We both were seated on the bench by now, the other end of it from where Gross had been found. A guy taking a late-night walk with his dog was the one who had called it in. He saw Gross on the bench and thought he might be a drunk, or a homeless person. Or both. The gate was open. The dog walker didn’t like that. People who lived in buildings surrounding the playground, Belson had already learned, had keys. Like a club they joined. The last one out was supposed to lock up. The first one in the morning opened the gate back up. The guy was going over to roust the slumped figure on the bench when the dog went crazy.
Then the guy saw all the blood.
“Where’s the knife you told me about?” Belson said. “The one stuck in the book?”
“My office,” I said, telling him I’d had Lee Farrell dust it for me.
“Nice to have the BPD on twenty-four-hour call,” Belson said. “Must streamline things for you considerably.”
“Can I help it if people want to help me?” I said.
“I’m gonna need to see that knife,” Belson said. “Maybe it’s part of some freak’s collection.”
I knew cops were already canvassing the neighborhood. I had done the same thing when I was a rookie, fanning out along with everybody else. Pictures were still being taken of the playground. Playground as crime scene. I got up and walked to the other end of the bench and saw a sickening amount of dried blood. Richard Gross’s.
He’d told me he could take care of Melanie Joan and hadn’t realized that what he really needed was somebody to take care of him. Watch his back. Literally.
I saw Belson scribbling in one of his spiral notebooks.
“He was supposed to be flying to L.A. tonight,” I said. “Gross.”
Belson said, “I already checked with the Mandarin. Looking for incoming calls. He got one about seven o’clock, about the time he should have been leaving for the airport. Then another at midnight.”

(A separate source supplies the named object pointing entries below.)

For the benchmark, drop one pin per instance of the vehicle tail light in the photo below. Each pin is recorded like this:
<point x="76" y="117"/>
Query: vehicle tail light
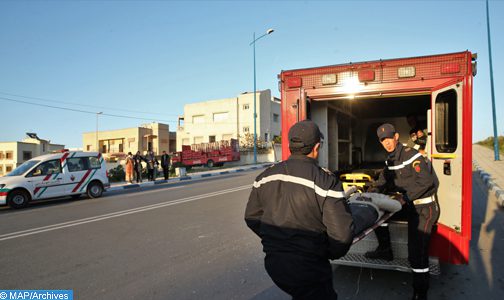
<point x="406" y="72"/>
<point x="294" y="82"/>
<point x="450" y="68"/>
<point x="366" y="75"/>
<point x="329" y="79"/>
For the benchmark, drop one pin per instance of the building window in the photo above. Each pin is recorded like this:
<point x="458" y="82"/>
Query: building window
<point x="219" y="117"/>
<point x="198" y="139"/>
<point x="275" y="118"/>
<point x="27" y="155"/>
<point x="198" y="119"/>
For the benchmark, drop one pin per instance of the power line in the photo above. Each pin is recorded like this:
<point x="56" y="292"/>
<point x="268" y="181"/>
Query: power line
<point x="84" y="105"/>
<point x="83" y="111"/>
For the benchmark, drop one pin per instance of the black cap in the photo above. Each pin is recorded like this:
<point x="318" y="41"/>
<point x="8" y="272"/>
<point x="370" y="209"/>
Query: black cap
<point x="385" y="131"/>
<point x="304" y="134"/>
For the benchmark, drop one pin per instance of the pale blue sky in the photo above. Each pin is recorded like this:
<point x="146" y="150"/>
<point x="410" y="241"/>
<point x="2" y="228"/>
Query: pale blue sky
<point x="140" y="56"/>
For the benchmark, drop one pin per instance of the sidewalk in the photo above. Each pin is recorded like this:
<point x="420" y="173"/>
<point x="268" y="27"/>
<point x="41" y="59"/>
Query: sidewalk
<point x="491" y="171"/>
<point x="123" y="185"/>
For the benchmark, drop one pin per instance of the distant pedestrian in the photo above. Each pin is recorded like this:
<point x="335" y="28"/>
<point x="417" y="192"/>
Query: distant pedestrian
<point x="165" y="164"/>
<point x="137" y="160"/>
<point x="151" y="164"/>
<point x="129" y="168"/>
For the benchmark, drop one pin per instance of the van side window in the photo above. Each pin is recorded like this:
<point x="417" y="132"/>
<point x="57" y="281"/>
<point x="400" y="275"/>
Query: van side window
<point x="47" y="168"/>
<point x="94" y="162"/>
<point x="77" y="164"/>
<point x="446" y="122"/>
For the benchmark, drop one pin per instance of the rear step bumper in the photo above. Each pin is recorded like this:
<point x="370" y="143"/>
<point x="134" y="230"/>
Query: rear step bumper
<point x="398" y="264"/>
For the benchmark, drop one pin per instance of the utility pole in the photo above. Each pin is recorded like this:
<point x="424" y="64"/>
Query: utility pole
<point x="496" y="137"/>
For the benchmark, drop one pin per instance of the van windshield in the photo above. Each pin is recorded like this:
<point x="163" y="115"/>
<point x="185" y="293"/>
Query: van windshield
<point x="23" y="168"/>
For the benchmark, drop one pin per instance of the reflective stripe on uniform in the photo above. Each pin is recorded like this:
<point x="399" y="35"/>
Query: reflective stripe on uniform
<point x="425" y="200"/>
<point x="298" y="180"/>
<point x="404" y="164"/>
<point x="426" y="270"/>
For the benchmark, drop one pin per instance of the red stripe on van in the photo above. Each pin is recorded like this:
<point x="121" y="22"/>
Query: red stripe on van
<point x="82" y="180"/>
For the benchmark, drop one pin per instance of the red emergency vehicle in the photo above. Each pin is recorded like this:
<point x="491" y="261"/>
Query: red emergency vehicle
<point x="349" y="101"/>
<point x="209" y="154"/>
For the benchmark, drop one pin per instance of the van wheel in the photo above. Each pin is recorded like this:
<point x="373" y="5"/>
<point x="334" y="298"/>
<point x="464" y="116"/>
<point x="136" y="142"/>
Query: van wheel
<point x="18" y="199"/>
<point x="95" y="190"/>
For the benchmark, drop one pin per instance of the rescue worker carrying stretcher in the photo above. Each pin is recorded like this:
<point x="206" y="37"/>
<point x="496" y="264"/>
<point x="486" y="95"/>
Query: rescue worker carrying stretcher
<point x="407" y="173"/>
<point x="300" y="213"/>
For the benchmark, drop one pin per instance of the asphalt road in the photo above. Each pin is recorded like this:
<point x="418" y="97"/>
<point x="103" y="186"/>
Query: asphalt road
<point x="188" y="241"/>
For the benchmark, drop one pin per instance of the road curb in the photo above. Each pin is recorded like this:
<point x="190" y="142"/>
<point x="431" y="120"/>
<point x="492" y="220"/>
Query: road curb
<point x="188" y="177"/>
<point x="491" y="185"/>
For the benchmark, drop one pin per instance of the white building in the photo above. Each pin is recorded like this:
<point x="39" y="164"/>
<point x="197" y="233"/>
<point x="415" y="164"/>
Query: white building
<point x="223" y="119"/>
<point x="13" y="154"/>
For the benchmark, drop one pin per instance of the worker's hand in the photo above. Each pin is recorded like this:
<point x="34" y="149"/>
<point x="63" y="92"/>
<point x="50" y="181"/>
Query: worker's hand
<point x="373" y="189"/>
<point x="398" y="197"/>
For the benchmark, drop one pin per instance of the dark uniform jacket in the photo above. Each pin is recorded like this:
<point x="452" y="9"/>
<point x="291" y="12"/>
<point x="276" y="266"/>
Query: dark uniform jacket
<point x="297" y="207"/>
<point x="407" y="172"/>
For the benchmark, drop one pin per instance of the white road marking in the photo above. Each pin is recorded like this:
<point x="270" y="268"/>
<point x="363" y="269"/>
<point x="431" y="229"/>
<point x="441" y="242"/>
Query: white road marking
<point x="47" y="228"/>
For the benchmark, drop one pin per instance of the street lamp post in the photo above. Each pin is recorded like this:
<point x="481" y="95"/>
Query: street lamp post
<point x="496" y="137"/>
<point x="254" y="40"/>
<point x="96" y="133"/>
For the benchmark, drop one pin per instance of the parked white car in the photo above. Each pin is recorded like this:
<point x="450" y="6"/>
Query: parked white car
<point x="55" y="175"/>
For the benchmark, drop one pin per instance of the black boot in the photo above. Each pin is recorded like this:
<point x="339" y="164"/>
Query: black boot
<point x="419" y="295"/>
<point x="384" y="250"/>
<point x="380" y="253"/>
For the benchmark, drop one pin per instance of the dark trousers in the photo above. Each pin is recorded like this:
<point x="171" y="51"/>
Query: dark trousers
<point x="302" y="277"/>
<point x="421" y="219"/>
<point x="138" y="175"/>
<point x="166" y="172"/>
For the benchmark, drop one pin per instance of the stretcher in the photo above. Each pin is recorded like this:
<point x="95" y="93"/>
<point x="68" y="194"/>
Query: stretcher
<point x="369" y="210"/>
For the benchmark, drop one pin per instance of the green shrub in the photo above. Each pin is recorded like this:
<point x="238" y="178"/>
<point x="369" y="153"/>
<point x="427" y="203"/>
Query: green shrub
<point x="488" y="142"/>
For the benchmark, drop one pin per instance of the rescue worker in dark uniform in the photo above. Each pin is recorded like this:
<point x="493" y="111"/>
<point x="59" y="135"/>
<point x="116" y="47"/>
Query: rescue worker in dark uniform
<point x="299" y="212"/>
<point x="407" y="173"/>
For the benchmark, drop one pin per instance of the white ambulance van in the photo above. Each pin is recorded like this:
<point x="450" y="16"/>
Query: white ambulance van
<point x="55" y="175"/>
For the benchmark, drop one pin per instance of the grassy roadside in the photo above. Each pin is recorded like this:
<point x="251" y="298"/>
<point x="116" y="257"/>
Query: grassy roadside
<point x="488" y="143"/>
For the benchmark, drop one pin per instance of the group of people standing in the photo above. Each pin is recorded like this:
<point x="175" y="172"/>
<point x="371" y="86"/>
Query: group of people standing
<point x="134" y="167"/>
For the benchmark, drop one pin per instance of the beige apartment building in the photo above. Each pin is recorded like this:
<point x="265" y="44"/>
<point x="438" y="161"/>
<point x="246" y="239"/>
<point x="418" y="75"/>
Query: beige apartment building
<point x="223" y="119"/>
<point x="118" y="142"/>
<point x="13" y="154"/>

“You able to get the number?”
Belson snorted. “You’re not gonna believe this,” he said. “But both calls were placed from a bank of pay phones at the bus terminal at South Station.”

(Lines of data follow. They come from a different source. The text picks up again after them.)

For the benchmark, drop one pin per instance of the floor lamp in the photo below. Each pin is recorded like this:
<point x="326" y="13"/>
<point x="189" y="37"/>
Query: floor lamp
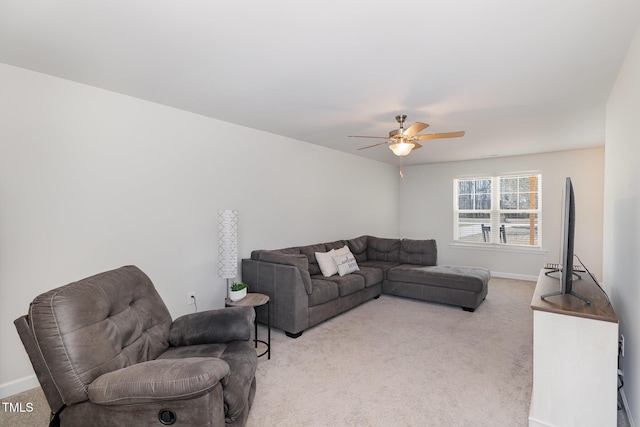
<point x="228" y="244"/>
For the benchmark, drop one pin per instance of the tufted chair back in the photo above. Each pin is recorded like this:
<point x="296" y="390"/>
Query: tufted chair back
<point x="82" y="332"/>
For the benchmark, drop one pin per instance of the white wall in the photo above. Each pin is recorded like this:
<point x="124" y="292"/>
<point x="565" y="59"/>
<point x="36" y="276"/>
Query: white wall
<point x="91" y="180"/>
<point x="426" y="195"/>
<point x="622" y="217"/>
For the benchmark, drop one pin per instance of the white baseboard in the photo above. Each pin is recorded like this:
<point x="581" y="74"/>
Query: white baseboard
<point x="514" y="276"/>
<point x="18" y="386"/>
<point x="626" y="408"/>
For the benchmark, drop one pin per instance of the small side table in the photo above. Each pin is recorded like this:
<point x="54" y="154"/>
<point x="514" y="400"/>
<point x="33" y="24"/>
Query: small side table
<point x="256" y="300"/>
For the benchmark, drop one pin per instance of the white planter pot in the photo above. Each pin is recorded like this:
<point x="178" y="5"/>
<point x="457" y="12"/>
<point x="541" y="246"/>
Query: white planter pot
<point x="237" y="295"/>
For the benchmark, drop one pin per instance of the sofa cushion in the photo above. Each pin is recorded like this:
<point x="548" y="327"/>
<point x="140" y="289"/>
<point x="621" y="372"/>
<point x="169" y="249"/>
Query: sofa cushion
<point x="381" y="249"/>
<point x="347" y="285"/>
<point x="452" y="276"/>
<point x="422" y="252"/>
<point x="310" y="252"/>
<point x="338" y="244"/>
<point x="157" y="380"/>
<point x="322" y="291"/>
<point x="278" y="257"/>
<point x="256" y="254"/>
<point x="372" y="275"/>
<point x="358" y="247"/>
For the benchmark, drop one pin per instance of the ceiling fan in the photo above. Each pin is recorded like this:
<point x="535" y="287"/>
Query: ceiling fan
<point x="404" y="140"/>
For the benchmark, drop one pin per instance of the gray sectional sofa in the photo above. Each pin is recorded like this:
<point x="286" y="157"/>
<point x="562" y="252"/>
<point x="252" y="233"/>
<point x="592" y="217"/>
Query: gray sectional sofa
<point x="302" y="296"/>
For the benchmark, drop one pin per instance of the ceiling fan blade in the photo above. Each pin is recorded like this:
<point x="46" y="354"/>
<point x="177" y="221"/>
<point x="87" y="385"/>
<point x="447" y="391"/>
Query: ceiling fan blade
<point x="364" y="136"/>
<point x="374" y="145"/>
<point x="440" y="135"/>
<point x="415" y="128"/>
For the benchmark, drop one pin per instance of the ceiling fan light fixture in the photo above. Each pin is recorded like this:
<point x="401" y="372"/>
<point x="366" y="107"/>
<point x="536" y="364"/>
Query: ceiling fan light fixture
<point x="402" y="149"/>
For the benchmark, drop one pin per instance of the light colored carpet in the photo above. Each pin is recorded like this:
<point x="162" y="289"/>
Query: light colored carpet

“There’s still pay phones?” I said. “I thought they disappeared about the same time boom boxes did.”
Belson put away his notebook. “Why does a guy come to this spot in the middle of the night?”
“He and Melanie Joan were sleeping together,” I said. “Maybe he really did want to be her hero.”
“Maybe he thought he was a character in one of her goddamn books,” Belson said. “Poor bastard didn’t know that you’re the one who wants to be the hero of every drama.”
“I prefer to think of it as progressive feminist advocacy,” I said.
Belson squinted at me. “You talk an amazing amount of shit. You know that, right?” he said.
“Sadly,” I said, “I do know.”
“You think there’s more going on here than someone looking to get even for Melanie Joan copying off somebody else’s paper?” he said.
“My father told me one time that murder’s not just about motive,” I said. “It’s about stakes, too. And that the sooner you identify them, the sooner you can crack the case.”
“So what are the stakes here?” Belson said.
“Wish I knew,” I said.
I stood up. Looked at my watch. Past three in the morning. I was hoping that Melanie Joan would be asleep when I got back to River Street Place.
“But I’ve got to level, Lieutenant,” I said. “I’m starting to think that the things I don’t know about this case could fill a book.”
“Book reference,” Belson said, nodding. “Got it.”